Consider the following (tested with Scala 2.8.1 and 2.9.0):
trait Animal
class Dog extends Animal
case class AnimalsList[A <: Animal](list:List[A] = List())
case class AnimalsMap[A <: Animal](map:Map[String,A] = Map())
val dogList = AnimalsList[Dog]() // Compiles
val dogMap = AnimalsMap[Dog]() // Does not compile
The last line fails with:
error: type mismatch;
found : scala.collection.immutable.Map[Nothing,Nothing]
required: Map[String,Main.Dog]
Note: Nothing <: String, but trait Map is invariant in type A.
You may wish to investigate a wildcard type such as `_ <: String`. (SLS 3.2.10)
Error occurred in an application involving default arguments.
val dogMap = AnimalsMap[Dog]() // Does not compile
^
one error found
Changing it to val dogMap = AnimalsMap[Dog](Map())
fixes it, but no longer takes advantage of the default argument value.

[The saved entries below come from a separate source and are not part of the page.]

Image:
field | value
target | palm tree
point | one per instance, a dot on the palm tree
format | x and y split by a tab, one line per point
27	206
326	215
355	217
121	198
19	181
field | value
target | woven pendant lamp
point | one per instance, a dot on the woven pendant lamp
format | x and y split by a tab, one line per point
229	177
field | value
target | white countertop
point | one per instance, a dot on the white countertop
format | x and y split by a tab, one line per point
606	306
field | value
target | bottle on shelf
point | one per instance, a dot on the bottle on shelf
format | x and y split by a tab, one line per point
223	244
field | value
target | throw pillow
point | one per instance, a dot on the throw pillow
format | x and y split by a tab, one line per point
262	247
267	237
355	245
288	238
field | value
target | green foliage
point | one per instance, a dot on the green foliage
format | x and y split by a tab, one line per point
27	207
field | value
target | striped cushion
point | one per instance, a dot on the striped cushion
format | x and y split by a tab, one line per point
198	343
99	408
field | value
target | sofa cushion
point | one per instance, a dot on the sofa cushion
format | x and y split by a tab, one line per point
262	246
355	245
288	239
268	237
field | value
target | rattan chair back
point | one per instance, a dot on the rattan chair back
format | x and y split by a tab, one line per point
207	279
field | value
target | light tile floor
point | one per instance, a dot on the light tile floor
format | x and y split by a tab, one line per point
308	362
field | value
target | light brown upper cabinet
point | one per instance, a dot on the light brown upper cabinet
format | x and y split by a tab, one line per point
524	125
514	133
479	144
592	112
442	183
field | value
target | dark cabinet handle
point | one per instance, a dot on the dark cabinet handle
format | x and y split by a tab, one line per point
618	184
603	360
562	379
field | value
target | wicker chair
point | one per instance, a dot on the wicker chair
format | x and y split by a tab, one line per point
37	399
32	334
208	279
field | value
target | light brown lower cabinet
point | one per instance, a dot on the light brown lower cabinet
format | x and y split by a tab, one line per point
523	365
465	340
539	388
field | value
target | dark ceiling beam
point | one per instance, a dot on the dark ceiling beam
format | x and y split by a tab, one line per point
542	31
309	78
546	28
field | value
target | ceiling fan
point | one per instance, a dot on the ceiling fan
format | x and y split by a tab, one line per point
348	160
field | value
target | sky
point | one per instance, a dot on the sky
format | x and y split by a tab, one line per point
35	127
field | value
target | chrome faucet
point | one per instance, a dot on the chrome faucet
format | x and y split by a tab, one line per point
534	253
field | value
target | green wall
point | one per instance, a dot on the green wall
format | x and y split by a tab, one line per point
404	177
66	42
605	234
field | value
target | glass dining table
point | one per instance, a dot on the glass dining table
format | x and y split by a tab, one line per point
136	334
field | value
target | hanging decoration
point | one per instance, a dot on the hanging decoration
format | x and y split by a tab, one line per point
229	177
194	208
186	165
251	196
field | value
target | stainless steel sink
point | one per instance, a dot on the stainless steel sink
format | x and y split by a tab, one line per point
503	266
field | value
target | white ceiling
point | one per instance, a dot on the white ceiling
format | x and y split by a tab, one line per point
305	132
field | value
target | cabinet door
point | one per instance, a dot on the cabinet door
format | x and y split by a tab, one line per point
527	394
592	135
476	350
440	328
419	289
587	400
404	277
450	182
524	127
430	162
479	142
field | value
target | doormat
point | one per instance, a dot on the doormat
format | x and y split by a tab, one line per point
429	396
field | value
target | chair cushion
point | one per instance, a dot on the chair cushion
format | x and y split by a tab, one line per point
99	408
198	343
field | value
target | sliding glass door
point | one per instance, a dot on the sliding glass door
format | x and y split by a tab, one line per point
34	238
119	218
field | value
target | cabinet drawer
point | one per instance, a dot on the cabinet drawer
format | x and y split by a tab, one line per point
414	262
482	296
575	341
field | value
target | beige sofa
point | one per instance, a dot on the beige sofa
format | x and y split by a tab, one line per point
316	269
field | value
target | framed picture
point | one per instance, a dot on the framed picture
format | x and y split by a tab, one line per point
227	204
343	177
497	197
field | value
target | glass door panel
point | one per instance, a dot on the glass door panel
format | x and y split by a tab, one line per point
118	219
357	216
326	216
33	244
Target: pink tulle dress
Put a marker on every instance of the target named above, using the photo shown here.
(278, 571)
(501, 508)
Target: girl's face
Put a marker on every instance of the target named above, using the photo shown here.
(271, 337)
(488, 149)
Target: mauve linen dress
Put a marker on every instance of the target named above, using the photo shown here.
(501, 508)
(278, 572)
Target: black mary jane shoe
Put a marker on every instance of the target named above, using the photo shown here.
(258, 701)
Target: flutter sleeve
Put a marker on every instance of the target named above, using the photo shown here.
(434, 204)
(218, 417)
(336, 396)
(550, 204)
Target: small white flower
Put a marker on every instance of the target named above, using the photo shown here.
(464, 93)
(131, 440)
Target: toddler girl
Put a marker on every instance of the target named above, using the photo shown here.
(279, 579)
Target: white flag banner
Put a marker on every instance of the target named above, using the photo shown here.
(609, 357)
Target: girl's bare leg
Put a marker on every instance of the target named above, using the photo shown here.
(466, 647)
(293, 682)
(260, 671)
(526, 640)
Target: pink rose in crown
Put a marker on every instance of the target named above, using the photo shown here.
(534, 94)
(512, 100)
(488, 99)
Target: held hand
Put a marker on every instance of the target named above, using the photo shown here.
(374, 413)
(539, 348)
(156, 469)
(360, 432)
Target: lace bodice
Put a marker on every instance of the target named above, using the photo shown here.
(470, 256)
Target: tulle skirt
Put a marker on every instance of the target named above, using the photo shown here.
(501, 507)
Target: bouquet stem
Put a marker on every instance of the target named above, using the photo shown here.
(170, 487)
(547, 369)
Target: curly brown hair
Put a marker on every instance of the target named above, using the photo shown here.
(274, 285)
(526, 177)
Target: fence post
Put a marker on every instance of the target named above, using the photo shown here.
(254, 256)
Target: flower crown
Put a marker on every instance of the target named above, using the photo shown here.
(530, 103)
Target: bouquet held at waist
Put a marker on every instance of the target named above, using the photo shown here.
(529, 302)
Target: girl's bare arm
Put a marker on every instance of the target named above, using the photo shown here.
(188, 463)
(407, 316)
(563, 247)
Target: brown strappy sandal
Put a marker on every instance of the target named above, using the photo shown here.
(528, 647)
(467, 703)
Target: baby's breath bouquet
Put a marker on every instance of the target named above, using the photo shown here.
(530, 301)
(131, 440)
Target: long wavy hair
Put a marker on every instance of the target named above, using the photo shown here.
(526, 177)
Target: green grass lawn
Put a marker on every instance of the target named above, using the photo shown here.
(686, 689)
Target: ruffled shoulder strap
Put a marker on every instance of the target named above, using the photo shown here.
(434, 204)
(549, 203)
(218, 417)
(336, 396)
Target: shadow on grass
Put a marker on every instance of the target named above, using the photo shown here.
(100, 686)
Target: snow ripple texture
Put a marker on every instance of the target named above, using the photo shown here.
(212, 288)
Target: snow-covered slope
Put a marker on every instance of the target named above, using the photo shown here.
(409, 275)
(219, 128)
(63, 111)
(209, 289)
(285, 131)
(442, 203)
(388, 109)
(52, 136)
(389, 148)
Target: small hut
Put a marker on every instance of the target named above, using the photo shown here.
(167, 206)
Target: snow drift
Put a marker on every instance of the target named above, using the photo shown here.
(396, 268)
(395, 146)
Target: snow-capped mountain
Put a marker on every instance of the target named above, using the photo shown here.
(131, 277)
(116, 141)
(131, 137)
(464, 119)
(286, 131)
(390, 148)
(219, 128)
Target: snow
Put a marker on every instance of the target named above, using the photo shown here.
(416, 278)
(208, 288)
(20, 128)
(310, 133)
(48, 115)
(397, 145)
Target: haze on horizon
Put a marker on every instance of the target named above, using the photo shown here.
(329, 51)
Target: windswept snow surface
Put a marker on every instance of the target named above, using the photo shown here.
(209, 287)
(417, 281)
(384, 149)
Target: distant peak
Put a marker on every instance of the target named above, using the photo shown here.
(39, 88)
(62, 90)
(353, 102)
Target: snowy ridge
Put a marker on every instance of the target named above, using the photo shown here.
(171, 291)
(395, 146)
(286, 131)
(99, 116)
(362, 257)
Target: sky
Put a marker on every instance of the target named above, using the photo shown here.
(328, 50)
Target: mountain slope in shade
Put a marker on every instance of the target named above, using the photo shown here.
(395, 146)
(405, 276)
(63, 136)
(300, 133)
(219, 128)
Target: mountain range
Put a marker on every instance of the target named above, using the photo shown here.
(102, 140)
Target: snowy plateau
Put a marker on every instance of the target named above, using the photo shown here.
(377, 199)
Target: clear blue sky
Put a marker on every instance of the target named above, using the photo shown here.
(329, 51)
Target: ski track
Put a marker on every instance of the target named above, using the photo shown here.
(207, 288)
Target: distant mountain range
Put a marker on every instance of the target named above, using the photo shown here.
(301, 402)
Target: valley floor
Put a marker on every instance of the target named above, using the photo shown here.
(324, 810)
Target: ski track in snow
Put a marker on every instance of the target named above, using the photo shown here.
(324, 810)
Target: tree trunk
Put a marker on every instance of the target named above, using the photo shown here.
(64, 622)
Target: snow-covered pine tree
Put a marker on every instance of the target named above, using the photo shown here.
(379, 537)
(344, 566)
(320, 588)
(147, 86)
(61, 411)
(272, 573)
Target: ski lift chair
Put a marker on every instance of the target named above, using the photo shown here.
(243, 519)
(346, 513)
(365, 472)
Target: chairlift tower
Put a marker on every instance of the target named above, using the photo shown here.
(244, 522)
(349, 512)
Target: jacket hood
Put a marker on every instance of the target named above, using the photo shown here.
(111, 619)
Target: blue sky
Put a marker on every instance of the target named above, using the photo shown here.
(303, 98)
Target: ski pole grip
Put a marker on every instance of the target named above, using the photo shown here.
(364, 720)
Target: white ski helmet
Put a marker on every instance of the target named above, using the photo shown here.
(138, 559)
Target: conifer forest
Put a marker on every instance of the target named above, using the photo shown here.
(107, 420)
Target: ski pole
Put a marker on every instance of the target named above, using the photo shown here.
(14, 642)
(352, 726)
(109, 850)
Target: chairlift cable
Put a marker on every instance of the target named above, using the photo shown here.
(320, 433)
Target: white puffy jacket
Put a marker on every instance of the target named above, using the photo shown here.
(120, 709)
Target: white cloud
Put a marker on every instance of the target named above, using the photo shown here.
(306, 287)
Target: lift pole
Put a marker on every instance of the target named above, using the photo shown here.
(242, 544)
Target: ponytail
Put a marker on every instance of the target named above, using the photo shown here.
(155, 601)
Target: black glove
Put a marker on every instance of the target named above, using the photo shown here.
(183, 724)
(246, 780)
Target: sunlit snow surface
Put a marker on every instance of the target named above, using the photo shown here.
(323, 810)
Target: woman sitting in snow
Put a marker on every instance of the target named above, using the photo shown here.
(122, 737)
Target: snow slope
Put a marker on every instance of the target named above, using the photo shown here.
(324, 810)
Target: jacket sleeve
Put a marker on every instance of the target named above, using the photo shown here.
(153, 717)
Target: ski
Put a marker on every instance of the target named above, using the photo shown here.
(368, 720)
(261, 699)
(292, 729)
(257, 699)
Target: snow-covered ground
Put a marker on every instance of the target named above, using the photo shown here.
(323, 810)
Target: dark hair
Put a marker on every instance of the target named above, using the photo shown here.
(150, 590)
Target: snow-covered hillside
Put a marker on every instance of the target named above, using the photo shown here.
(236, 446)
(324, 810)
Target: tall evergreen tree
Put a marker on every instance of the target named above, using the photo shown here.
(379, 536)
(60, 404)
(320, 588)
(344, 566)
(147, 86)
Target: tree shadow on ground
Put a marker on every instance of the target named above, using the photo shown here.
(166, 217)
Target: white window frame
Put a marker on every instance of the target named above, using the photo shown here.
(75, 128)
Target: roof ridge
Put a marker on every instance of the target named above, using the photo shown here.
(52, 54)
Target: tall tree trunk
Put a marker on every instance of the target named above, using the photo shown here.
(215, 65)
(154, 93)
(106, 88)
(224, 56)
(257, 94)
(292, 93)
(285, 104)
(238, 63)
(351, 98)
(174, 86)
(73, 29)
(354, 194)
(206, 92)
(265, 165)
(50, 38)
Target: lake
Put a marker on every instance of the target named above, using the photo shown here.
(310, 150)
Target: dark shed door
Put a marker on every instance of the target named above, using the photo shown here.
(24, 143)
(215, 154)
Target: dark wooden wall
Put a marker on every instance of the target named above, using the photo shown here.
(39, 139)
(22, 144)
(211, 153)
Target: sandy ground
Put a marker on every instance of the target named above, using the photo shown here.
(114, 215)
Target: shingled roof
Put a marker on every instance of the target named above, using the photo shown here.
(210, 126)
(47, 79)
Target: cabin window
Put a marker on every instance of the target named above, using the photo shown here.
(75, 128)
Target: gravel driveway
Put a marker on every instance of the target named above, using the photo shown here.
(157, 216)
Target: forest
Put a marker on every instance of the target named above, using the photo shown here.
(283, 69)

Why is the default value being inferred as Map[Nothing,Nothing], given that List counterpart works as expected? Is there a way to create an AnimalsMap instance that uses the default value for the map
arg?
Edit: I've accepted an answer to my more-pressing second question, but I'd still be interested to know why the key type to Map()
is inferred differently between these two cases:
case class AnimalsMap1(map:Map[String,Animal] = Map())
val dogs1 = AnimalsMap1() // Compiles
case class AnimalsMap2[A <: Animal](map:Map[String,A] = Map())
val dogs2 = AnimalsMap2[Dog]() // Does not compile
Edit 2: Seems that type bounds are irrelevant - any parametric type to the case class causes the problem:
case class Map3[A](map:Map[String,A] = Map())
val dogs3 = Map3[Dog]() // Does not compile
Scala has a feature where you can define a class to be covariant / contravariant in its generic parameters.
As an example to covariance: it is natural to think that if class Student extends Person
then List[Student]
"extends" List[Person]
. This is because every method that accepts a List[Person]
should have no problem working with an object List[Student]
. This is not possible in Java (without making the method also generic).
Contravariance is the opposite and is a bit trickier to explain. It is required when the type is supposed to be pushed to the generic class, not read (in List[Person]
you read the elements of the list). The general example is a function. The types of the arguments to a function are put into it, so if a method expects a function Person => String
it can't be called with a function Student => String
(it will call the argument with a person, but it expects a student)
Scala also defines Nothing
to implicitly extend everything. It is the bottom type. So List[Nothing]
always "extends" List[X]
for any X. List()
creates List[Nothing]
and the covariance is why you can write val x: List[Person] = List()
.
Anyways, Map is invariant in its key types. The reason is that a Map[A, B]
is like a function A => B
so it can only be contravariant in A
. Another way is to think what happens if you pass a Map[Student, String]
to a method expecting Map[Person, String]
, obviously it may try to put Person
objects in there which is not good, the other way is OK. On the other hand, a Map can be viewed as Iterable[(A, B)]
, here it should be covariant in A. So it is invariant in its value.
The result is you cannot assign a Map[Nothing, Nothing]
to a variable of type Map[String, Animal]
. Map()
creates a Map[Nothing, Nothing]
The compiler tells you this:
scala> val dogs3 = Map3[Dog]()
<console>:13: error: type mismatch;
found : scala.collection.immutable.Map[Nothing,Nothing]
required: Map[String,Dog]
Note: Nothing <: String, but trait Map is invariant in type A.
You may wish to investigate a wildcard type such as `_ <: String`. (SLS 3.2.10)
Error occurred in an application involving default arguments.